Unlike SageMaker or Spark, Ray works natively with heterogeneous clusters consisting of different instance types, fully addressing challenge #1.
We run the same benchmark, except with 10 TB worth of images, using a single cluster of 10 g4dn.12xlarge instances and 10 m5.16xlarge instances.
Throughput: 11,580.958 img/sec
As we can see below, Ray Data achieves over 90%+ GPU utilization throughout the workload run:
The ability to scale to many GPUs and large data sizes without needing to rewrite code and not sacrificing on throughput is what sets Ray Data apart compared to other solutions for deep learning workloads.
In this blog, we identified four technical challenges for doing batch inference at scale and investigated three commonly cited industry solutions for offline batch inferences. Using the cited approaches, we compared Ray, Spark, and Amazon SageMaker Batch Transform.
We concluded that Ray Data best meets all four challenges:
Ray Data abstracts away compute infrastructure management, and can maximize performance for memory-bound workloads as it natively supports heterogeneous clusters.
Ray Data streams data from cloud storage -> CPU -> GPU, ensuring that all resources in the cluster are utilized at any given point in time. This improves throughput and reduces overall cost.
Ray Data has native support for multi-dimensional tensors, which is vital for deep learning workloads.
Ray Data is Python native and programmatic, making it easy to develop and debug.
Overall, Ray Data is the best option for deep learning offline batch inference. In our image classification benchmarks, as shown in the figures above, Ray Data significantly outperforms SageMaker Batch Transform (by 17x) and Spark (by 2x and 3x) while linearly scaling to TB level data sizes. All code for these benchmarks can be found here.

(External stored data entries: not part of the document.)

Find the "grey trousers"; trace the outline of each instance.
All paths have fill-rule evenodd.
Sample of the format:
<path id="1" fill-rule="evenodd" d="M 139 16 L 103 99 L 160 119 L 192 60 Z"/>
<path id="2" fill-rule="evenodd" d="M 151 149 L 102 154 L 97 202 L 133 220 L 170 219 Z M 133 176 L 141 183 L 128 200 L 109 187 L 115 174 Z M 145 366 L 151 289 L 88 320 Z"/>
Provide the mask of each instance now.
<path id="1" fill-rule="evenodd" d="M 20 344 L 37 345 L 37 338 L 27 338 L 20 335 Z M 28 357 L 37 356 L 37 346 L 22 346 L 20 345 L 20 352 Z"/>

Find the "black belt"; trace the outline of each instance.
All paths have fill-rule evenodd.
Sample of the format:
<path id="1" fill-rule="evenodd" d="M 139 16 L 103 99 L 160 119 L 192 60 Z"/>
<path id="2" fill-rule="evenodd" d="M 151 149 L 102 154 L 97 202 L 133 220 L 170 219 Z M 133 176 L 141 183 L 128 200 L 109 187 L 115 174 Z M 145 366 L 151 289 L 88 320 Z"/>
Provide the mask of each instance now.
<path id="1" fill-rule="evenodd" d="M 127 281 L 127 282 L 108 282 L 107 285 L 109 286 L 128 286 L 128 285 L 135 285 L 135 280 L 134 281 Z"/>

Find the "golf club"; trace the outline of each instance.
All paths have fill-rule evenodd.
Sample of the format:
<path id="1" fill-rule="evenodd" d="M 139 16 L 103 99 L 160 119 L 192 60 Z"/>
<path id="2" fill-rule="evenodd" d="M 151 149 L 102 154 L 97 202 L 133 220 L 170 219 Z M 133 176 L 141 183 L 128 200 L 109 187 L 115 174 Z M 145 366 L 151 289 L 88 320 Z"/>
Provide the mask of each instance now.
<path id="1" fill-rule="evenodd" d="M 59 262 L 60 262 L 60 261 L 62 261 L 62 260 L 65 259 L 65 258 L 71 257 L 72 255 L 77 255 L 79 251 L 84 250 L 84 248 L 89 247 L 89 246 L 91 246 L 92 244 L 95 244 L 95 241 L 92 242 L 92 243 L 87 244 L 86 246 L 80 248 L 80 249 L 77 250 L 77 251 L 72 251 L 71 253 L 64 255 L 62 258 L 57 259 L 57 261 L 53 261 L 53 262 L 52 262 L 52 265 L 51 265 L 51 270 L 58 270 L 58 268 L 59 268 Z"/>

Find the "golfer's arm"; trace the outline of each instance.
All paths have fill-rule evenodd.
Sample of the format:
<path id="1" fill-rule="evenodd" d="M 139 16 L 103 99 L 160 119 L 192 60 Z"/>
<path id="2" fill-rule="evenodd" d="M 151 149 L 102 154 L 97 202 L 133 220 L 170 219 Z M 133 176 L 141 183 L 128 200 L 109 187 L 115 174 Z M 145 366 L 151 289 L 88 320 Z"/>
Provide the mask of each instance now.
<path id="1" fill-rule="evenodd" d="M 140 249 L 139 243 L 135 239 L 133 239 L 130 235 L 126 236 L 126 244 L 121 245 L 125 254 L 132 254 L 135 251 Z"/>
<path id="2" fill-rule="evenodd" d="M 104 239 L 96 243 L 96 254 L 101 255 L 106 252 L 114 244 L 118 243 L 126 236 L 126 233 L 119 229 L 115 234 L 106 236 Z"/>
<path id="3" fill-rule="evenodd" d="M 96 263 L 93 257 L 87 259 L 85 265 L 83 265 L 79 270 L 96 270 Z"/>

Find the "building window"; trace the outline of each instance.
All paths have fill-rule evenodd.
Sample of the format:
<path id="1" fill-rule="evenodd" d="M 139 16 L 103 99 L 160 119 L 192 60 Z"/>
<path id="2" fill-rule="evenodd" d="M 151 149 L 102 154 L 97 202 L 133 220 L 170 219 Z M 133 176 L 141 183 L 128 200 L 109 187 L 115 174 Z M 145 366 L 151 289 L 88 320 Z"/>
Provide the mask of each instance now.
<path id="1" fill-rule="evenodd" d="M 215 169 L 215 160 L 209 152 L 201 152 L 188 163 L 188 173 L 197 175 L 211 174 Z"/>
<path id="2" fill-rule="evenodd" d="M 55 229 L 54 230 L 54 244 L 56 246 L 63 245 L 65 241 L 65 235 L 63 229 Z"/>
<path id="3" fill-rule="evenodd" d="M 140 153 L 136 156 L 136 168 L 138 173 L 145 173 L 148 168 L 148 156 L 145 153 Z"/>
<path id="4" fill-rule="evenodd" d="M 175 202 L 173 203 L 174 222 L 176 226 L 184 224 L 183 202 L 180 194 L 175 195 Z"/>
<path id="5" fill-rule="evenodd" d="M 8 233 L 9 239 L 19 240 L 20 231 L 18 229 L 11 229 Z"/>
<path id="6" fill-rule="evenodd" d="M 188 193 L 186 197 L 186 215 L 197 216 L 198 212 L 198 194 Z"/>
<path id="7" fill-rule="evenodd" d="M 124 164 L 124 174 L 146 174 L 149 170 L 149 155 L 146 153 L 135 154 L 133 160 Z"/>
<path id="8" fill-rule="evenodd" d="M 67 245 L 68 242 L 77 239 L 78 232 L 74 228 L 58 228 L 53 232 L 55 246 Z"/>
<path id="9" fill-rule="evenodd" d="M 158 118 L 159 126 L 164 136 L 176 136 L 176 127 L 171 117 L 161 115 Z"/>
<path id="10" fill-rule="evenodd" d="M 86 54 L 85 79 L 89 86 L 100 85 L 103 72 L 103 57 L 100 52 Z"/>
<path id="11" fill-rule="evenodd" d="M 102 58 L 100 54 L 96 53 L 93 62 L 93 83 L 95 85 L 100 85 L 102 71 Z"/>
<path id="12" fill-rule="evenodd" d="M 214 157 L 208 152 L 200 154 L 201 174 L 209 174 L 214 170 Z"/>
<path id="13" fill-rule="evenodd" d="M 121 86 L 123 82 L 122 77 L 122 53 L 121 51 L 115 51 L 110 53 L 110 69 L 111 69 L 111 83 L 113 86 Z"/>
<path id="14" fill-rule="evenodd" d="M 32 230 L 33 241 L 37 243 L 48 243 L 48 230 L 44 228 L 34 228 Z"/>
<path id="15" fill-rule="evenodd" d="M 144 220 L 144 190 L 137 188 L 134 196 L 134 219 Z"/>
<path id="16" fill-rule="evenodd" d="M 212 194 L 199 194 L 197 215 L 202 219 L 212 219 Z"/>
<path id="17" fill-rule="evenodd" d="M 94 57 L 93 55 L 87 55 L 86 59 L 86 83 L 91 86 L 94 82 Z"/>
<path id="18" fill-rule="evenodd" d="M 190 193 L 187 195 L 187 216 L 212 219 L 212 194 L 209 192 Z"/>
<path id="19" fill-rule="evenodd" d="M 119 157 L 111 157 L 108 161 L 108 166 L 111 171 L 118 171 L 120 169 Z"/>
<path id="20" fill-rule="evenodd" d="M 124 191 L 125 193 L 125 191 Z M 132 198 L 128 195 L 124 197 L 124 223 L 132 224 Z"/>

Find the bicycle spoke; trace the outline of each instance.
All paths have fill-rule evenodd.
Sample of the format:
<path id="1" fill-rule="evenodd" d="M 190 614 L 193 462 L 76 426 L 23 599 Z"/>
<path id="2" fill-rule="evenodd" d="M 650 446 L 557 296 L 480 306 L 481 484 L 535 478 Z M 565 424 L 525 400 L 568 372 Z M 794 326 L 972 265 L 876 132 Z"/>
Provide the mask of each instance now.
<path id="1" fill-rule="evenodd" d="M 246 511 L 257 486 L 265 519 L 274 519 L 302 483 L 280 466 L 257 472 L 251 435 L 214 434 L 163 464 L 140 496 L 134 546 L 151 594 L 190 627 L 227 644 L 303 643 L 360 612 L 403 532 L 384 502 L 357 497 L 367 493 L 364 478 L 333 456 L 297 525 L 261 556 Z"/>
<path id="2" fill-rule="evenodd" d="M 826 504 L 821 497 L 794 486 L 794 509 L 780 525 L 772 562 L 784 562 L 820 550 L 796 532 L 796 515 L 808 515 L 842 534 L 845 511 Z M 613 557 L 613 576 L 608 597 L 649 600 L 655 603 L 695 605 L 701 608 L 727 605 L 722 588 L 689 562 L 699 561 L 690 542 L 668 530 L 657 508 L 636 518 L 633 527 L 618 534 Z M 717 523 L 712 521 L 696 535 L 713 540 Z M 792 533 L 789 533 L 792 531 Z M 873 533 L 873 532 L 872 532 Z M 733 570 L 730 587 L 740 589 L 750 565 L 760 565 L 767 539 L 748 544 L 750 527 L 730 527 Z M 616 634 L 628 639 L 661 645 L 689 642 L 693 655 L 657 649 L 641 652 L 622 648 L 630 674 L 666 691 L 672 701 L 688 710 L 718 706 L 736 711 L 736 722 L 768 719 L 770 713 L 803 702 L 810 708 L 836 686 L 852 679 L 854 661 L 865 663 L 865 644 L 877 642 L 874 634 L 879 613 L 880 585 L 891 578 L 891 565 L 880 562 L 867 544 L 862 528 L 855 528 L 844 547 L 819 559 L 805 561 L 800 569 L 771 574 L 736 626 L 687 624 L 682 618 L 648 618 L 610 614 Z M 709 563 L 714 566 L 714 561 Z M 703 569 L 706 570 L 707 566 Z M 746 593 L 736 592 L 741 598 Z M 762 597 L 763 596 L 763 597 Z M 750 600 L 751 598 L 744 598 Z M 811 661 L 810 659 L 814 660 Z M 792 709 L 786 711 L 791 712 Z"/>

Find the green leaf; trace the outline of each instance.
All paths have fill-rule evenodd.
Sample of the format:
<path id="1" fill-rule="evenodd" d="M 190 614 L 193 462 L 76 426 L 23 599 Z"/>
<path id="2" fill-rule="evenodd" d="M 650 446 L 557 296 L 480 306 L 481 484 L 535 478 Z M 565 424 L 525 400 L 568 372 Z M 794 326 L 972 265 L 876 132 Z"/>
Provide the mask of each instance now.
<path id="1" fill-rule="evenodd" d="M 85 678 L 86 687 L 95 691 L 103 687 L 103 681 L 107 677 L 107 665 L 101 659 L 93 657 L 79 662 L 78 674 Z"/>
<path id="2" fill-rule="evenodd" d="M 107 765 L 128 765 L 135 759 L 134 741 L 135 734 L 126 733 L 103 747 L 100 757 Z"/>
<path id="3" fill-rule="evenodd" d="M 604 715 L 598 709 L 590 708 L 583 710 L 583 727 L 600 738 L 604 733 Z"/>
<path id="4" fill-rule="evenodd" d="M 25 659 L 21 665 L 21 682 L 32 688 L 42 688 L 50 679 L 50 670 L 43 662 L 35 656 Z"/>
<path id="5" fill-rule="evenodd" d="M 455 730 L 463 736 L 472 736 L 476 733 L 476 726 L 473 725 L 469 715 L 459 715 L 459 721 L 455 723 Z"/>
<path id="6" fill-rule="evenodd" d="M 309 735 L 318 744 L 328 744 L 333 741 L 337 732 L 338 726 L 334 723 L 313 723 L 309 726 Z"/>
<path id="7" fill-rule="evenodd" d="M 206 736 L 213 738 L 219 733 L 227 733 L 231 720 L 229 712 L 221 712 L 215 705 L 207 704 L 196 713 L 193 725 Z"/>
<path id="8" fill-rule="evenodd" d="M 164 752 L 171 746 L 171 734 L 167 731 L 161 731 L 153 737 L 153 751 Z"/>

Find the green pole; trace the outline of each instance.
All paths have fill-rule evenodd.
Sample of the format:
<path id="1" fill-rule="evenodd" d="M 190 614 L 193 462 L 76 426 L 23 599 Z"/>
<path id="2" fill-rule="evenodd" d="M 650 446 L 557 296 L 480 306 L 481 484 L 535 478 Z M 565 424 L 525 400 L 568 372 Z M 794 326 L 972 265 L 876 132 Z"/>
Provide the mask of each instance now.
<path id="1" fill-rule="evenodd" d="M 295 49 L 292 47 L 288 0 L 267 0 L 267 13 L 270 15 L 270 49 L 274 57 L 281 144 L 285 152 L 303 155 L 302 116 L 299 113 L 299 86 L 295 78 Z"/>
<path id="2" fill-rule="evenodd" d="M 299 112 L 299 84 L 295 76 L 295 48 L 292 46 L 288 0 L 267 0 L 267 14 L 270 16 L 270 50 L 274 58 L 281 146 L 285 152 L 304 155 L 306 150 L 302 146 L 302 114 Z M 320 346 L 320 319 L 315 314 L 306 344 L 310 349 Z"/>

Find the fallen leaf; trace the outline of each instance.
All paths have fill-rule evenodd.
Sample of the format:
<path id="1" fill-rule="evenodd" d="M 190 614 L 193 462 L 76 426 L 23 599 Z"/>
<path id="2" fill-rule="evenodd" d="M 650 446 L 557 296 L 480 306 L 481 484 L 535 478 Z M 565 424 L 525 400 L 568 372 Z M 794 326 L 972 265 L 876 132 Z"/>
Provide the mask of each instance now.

Lastly, as a result of higher throughput and Ray as an open source solution, Ray lowers the overall costs on top of the base EC2 cost.
Stay tuned for a follow up post where we dive into Ray Data streaming's design and how to use it for your own ML pipelines. Meanwhile, you can get started with Ray Data for batch inference here.
Finally, we have our Ray Summit 2023 early-bird registration open. Secure your spot, and save some money.
Update 5/10: Thanks to the Databricks Apache Spark developers for pointing out the prefetching flag
spark.databricks.execution.pandasUDF.prefetch.maxBatches available in Databricks Runtime that can be used with the Iterator API. It is also possible to implement this manually in Spark open source with background threads. With prefetching set to 4 batches, Spark reaches 159.86 images/sec. The code can be found here.